To my surprise, my family supported me wholeheartedly. I don’t think I ever truly doubted that they would. It was the rest of the world I was afraid of. But that’s alright. I don’t need everyone to understand why I do what I do; that’s between me and God. Of course, as confident as that may seem, I do still have my moments of panic. Of worry. Of uncertainty. I sometimes feel as if I will always be waging this internal war, this struggle between God's plan, and Satan's schemes. As a person who struggles with anxiety, I often have to remind myself to have faith over fear. That God would not have given me the stories in my head, the passion for the written word, and this ability to write if He did not already have a divine plan in mind, however, the waiting period can be excruciatingly difficult. There are still times I am upset with myself, and I ask God why must my hopes and dreams continually come into opposition with the inner workings of my mind?
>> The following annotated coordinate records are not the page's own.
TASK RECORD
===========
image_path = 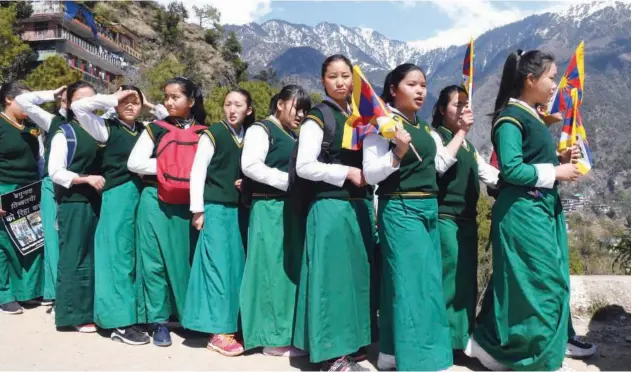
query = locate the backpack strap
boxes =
[59,123,77,167]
If I wasn't so timid, scared, fearful, and doubting I might actually have a half-chance of being successful! But each time that happens, I come back to one of those quiet moments. I find myself praying, reading the Bible, reading the same verses in Exodus over and over again if I have to. I allow myself to be creative and to express my love and adoration for God by appreciating His creation. When I do that, I find myself in His presence again, and it brings about a literal peace "that surpasses all understanding” every single time. The world can be frightening, the future can be terrifying, but in those quiet moments I am reminded why I am here: to fulfill the purpose for which God called and created me. I hear God tell me, “Now therefore go.”